Taylor Swift Guardian interview

As we reported on Friday nightTaylor Swift was set to speak candidly about Donald Trump, politics, and much more in a very wide-ranging upcoming interview with The Guardian.

Well, we got the full look at the interview on Saturday morning, and all we can say is ‘wow.’ Swift, notoriously infamous for having previously avoided political controversies earlier in her career, is seriously starting to open up about it more and more. And she’s talking about Lover, too!!!!

Related: Taylor Swift’s Dad… Exposed!!!

The You Need To Calm Down singer covers a LOT of ground in the far-ranging, wide-reaching long-form interview; you can catch all the highlights (below)!!!

On not coming forward during the 2016 presidential election:

“The news that she was in a relationship with actor Tom Hiddleston, which leaked soon after, was widely dismissed as a diversionary tactic. Meanwhile, Swift went to court to prosecute a sexual assault claim, and faced a furious backlash when she failed to endorse a candidate in the 2016 presidential election, allowing the alt-right to adopt her as their ‘Aryan princess.’

Her critics assumed she cared only about the bottom line. The reality, Swift says, is that she was totally broken. ‘Every domino fell,’ she says bitterly. ‘It became really terrifying for anyone to even know where I was. And I felt completely incapable of doing or saying anything publicly, at all. Even about my music. I always said I wouldn’t talk about what was happening personally, because that was a personal time.’ She won’t get into specifics. ‘I just need some things that are mine,’ she despairs. ‘Just some things.'”

On Joe Alwyn, and not discussing her personal relationships:

“While she has always written about relationships, they were either teenage fantasy or a postmortem on a high-profile breakup, with exes such as Jake Gyllenhaal and Harry Styles. But she and Alwyn have seldom been pictured together, and their relationship is the only other thing she won’t talk about. ‘I’ve learned that if I do, people think it’s up for discussion, and our relationship isn’t up for discussion,’ she says, laughing after I attempt a stealthy angle. ‘If you and I were having a glass of wine right now, we’d be talking about it – but it’s just that it goes out into the world.
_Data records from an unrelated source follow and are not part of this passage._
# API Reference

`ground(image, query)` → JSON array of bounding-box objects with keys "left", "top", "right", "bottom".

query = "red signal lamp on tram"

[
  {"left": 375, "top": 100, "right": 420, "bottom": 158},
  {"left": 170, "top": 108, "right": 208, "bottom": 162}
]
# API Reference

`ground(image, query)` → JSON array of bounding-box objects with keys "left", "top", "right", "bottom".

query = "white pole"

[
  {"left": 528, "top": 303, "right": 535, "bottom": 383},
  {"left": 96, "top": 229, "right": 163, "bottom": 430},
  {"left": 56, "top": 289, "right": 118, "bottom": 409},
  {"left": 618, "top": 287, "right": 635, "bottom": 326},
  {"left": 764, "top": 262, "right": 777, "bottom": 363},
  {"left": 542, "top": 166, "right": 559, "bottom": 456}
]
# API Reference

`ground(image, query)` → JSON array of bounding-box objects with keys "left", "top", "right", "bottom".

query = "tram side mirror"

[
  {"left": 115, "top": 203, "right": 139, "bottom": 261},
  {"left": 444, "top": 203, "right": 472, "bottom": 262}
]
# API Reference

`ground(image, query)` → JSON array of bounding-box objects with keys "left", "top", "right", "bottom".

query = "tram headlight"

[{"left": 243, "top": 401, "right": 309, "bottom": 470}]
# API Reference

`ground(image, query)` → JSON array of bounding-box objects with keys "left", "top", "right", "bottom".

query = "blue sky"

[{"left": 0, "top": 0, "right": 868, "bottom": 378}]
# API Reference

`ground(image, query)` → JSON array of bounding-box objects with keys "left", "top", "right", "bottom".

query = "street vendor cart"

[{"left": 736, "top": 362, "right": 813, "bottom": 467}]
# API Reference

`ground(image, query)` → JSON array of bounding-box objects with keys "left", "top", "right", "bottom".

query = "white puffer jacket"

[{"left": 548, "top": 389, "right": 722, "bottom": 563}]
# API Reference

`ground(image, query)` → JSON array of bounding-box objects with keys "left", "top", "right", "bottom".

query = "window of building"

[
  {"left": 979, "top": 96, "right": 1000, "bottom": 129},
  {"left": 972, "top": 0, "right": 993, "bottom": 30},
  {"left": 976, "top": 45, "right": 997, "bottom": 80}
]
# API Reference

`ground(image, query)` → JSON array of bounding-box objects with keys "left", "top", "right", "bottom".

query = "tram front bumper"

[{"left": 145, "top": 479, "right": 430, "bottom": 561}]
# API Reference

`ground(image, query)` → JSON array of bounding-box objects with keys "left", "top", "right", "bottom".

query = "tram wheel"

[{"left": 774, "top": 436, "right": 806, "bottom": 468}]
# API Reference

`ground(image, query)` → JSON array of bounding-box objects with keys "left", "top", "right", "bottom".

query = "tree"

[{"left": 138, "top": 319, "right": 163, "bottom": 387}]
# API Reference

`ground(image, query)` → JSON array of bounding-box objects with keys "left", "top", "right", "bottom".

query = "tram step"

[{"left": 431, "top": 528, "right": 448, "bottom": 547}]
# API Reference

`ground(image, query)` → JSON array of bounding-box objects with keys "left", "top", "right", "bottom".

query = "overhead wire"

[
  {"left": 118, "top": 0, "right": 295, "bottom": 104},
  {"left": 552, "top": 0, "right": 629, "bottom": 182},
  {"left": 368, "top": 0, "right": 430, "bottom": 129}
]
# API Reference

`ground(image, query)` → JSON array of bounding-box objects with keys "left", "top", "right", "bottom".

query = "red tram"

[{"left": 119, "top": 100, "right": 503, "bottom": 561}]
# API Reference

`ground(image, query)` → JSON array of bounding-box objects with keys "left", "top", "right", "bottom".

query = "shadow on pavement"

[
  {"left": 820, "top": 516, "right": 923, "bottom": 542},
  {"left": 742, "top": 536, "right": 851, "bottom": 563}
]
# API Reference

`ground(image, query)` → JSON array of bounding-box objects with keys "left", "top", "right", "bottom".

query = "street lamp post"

That’s where the boundary is, and that’s where my life has become manageable. I really want to keep it feeling manageable.'”

On burning bridges in the past, including Katy PerryNicki Minaj, and more high-profile controversies:

“She describes the way she burned bridges in 2016 as a kind of obliviousness. ‘I didn’t realise it was like a classic overthrow of someone in power – where you didn’t realise the whispers behind your back, you didn’t realise the chain reaction of events that was going to make everything fall apart at the exact, perfect time for it to fall apart.’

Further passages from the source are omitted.